Salvat’s been single for the past three years, and in that time there have been precipice moments with both sexes, but he’s holding out for something powerful, for that spark. All this relationship talk eventually leads to a whole lot of sex talk, on which Salvat has some strong opinions—sex before bed always becomes stale and routine, sex before dinner is OK as long as you go out and do something afterwards, and sex on a lunch break is best. "Sex is a very important element in relationships, particularly, I’d say in the first couple of years, particularly in your 20s. If you’re not having sex what’s the point?” 

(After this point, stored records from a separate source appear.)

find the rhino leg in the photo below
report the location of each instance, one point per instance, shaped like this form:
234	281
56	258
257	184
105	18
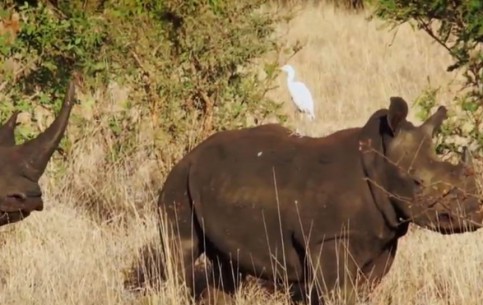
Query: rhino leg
224	283
331	271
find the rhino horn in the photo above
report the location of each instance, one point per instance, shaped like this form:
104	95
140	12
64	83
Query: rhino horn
38	151
433	123
466	157
7	135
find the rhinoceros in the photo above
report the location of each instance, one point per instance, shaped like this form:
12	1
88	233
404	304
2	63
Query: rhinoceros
317	213
21	166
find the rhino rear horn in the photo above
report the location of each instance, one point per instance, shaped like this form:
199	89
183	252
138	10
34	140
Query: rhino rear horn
433	123
7	135
38	151
466	156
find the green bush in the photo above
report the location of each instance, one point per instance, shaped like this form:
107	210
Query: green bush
189	68
187	62
458	27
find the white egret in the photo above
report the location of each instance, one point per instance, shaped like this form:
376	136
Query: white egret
301	95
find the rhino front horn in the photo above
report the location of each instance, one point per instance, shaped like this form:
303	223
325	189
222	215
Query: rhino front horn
7	135
38	151
467	158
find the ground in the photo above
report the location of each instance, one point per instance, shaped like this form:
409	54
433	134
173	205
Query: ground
352	66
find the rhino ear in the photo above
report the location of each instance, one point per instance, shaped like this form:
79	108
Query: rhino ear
398	111
374	162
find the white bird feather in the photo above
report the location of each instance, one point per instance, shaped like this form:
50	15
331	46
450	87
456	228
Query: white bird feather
301	95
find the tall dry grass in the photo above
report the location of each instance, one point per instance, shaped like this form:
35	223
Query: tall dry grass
65	256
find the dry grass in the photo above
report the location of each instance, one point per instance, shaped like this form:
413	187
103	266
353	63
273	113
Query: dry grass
62	256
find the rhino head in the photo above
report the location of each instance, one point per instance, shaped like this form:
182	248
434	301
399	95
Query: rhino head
423	189
21	166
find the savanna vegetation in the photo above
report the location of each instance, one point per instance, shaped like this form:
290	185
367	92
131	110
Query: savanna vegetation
154	78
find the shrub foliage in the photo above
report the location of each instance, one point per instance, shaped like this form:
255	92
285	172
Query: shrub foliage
458	27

“Every Night” was the first Salvat song I stumbled across back in 2014. I loved it instantly because it’s reminiscent of two of my favorite songs on Earth: Chris Isaak’s “Wicked Game” and The Flamingo’s 1959 swoon tune, “I Only Have Eyes for You.” I was freshly out of the most formative relationship of my life, and, although the song wasn’t a source of solace in the traditional sense of it expressing my state of mind to a tee, for me it was an escapist tale. It was a reminder that at some point I might feel it again—that heat when you’re a hair’s breadth away and you know exactly what’s coming. When the mundanity of the day can’t tick away fast enough till you can flee back to your own universe and satisfy that need to devour someone and make everything else disappear.

Salvat is a good sport and indulges me with one more story behind the song: “Sonically that’s my favorite on the album, for sure. That song is like a hot night. That was about punching well above your weight, but you have a sexual chemistry that really works, and it’s fun. And also, as man, coming to terms with the fact that you’re thoroughly average: You’re not 6'2" and built like a fucking brick shithouse with the face of a god; nor are you a weasel scurrying around—you’re somewhere in between. There’s a lot of people somewhere in between.” He pauses. “But it’s not about that, actually, it’s about a whole bunch of other fun stuff. Like fun sex stuff, like how good your tongue works…”

“Wait what? Your tongue?” I ask, “You’ve got special skills?” This is entirely not what I expected.

“Hey!” he retorts. “Yeah, I’ve got special skills!” And then we both laugh.